Nothing’s ever really private. That’s why we have a social security number. So they can keep track of us at all times. Our finances aren’t private. We got to fill out W2’s and W3’s. Our cars aren’t private. Show us your license and registration. Our past isn’t private. We need certificates. Our freedom isn’t private. Stamps on our passport. We don’t have any private parts to us.
But, all of a sudden this phone thing is over the line with people? I don’t get it. What are you all, paranoid? It’s not like phone-calls only started being kept on record yesterday. Or four Septembers ago. There’ve been lists at phone companies since Alexander Graham Bell spilled penicillin. It’s just that now the incompetent government has access to them. Big deal. Like their going to put two and two together and figure out your cheating on your wife.

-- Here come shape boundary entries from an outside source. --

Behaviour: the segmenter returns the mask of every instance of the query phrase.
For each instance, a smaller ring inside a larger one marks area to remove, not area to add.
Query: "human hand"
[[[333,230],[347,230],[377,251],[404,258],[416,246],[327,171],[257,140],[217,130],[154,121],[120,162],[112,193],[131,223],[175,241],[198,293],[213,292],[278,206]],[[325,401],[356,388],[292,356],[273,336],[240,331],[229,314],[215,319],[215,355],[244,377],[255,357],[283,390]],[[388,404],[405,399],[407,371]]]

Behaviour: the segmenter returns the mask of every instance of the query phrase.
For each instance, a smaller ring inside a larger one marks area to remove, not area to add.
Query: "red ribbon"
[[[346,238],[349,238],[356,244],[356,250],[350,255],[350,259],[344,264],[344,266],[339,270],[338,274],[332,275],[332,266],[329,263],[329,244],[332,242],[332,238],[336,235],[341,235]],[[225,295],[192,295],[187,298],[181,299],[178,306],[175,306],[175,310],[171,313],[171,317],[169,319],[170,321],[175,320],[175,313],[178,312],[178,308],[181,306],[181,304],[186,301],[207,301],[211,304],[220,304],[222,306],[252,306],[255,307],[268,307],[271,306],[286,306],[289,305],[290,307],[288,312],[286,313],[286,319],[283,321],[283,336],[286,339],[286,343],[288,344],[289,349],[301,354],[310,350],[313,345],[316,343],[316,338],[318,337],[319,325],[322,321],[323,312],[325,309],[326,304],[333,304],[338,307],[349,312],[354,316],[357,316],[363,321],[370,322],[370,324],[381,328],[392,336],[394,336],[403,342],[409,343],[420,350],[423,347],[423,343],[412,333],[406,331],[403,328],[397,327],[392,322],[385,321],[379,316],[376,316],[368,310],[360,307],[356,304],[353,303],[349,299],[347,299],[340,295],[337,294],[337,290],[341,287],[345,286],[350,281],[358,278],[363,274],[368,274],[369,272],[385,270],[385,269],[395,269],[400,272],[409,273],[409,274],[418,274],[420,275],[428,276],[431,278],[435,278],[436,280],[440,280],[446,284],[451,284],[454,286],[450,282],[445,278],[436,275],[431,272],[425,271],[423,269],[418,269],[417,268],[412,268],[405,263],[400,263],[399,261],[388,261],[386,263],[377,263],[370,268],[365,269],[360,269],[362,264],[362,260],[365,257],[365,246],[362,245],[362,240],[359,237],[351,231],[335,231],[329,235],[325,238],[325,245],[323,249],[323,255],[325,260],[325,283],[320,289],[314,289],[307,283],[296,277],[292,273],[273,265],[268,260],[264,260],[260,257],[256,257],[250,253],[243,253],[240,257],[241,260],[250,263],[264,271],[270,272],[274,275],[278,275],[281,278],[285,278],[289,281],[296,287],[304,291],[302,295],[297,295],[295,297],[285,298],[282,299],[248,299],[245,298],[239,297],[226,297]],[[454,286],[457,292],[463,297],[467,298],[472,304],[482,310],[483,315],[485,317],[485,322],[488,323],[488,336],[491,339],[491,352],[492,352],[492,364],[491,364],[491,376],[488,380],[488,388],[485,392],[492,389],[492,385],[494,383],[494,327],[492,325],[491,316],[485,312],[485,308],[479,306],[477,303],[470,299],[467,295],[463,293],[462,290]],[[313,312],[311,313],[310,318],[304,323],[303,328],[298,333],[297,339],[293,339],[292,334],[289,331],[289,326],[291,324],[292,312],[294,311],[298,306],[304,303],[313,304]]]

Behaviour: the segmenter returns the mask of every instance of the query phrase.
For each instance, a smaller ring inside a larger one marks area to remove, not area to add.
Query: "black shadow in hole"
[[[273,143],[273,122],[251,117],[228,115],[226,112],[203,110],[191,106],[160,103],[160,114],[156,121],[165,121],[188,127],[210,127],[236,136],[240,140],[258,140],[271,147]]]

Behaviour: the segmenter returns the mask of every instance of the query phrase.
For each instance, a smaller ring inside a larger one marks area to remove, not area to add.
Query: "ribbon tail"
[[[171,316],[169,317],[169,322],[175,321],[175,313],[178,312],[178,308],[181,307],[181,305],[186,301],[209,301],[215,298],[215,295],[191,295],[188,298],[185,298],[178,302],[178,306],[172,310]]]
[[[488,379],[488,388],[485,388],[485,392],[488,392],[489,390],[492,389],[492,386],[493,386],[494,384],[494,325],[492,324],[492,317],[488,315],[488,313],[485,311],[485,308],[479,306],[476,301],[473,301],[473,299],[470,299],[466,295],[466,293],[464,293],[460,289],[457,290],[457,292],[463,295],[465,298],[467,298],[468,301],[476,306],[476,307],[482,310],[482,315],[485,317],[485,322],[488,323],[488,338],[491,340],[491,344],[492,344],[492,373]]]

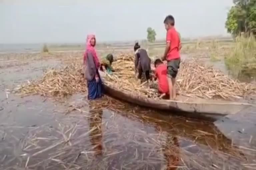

The government don’t care about who you’re calling. No one does. They only care about who’s calling places that shouldn’t be called. They care about if someone their curious about who they’re calling is calling someone else their curious about who is being called. They care about people that probably shouldn’t be making calls.
Which for the record is ridiculous. Like two terrorists are right now planning their next stunt on their side-kicks. Sitting in traffic. Text-messaging threats to pass the time. Oh, wait, I have call-waiting, it’s Ali Baba the explosive experts on the other line. Hold on.
But it’s just as ridiculous for us to over-react to the knowledge that somewhere out there in the ether of countless calls, cellular, land-locked, and across the globe our number pops up on a list. It’s not like someone is listening in on us whining to our significants that we never do anything anymore.
Unless maybe you are doing something. A little dangerous. Real risky. Something that the powers that be should definitely not know about. Then give me a call.